Десять посещений моей возлюбленной - Василий Аксенов
Шрифт:
Интервал:
Закладка:
И тетя Надя с дядей Петей. Ему – уж скоро пятьдесят. И ей – под это.
Грустно становится, когда об этом вспомнишь.
Обулся. Жду.
Сижу. Думаю: «Они».
И обо всех, кого люблю. О многих.
Слышу, что курица не ростится и что сорока замолчала, что:
Вышла Таня.
В том же платье – здесь, на улице, и вовсе желтом, как купава ясным днем на чистой водной глади. В белых плетеных босоножках. Пальцы ног – выглядывают – по ранжиру. Ногти – ровные. Как клёск на нельме – их сравнил; а на мизинцах – как сорожий; солнышко белое на них восходит, больше похоже, что луна.
В желтой же шелковой косынке, туго повязанной. По-комсомольски. На одном плече висит школьная, до боли, как говорится, знакомая мне, заляпанная чернилами, светло-коричневая замшевая сумка – с книжками; на другом – фотоаппарат.

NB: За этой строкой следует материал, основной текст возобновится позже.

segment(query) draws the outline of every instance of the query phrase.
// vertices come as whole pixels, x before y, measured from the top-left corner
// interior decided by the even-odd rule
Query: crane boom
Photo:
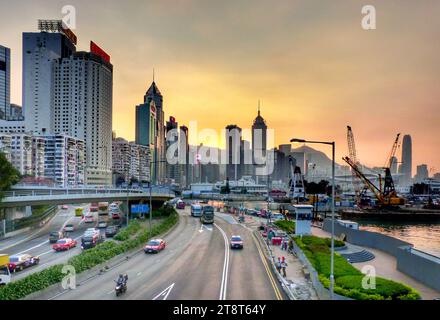
[[[348,143],[348,154],[349,154],[350,160],[354,164],[356,164],[356,166],[359,166],[359,161],[357,159],[357,154],[356,154],[356,145],[354,142],[354,134],[353,134],[353,130],[351,129],[350,126],[347,126],[347,143]],[[359,180],[357,179],[357,175],[353,171],[353,169],[351,170],[351,173],[352,173],[352,183],[353,183],[354,192],[356,195],[356,200],[357,200],[357,202],[360,202],[361,187],[359,185]]]

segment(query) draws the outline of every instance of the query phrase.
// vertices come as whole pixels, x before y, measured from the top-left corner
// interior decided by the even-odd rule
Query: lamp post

Я сижу. Она стала рядом – высится.
Таня, – во мне всегда теперь так произносится – когда отсутствует она, когда присутствует – без промежутка, о чем ни думал бы, ни говорил.
Духами пахнет. Какими-то. Помню, что называла вроде: польские – со странным именем – то ли надежды, то ли неуверенности. Приятно мне. И с ними. И без них. Они, мне кажется, и не нужны. Но принимаю. Хоть и сбивают меня с толку.
– Идем? – говорит мне.
Встал я.
– Идем, – говорю.
– Ты, – спрашивает, – без часов?
– Без, – отвечаю.
– Ты же не носишь… Мои сломались, не идут. Ну, и не надо. Мы, – говорит Таня матери, – на Кемь, готовиться, поедем.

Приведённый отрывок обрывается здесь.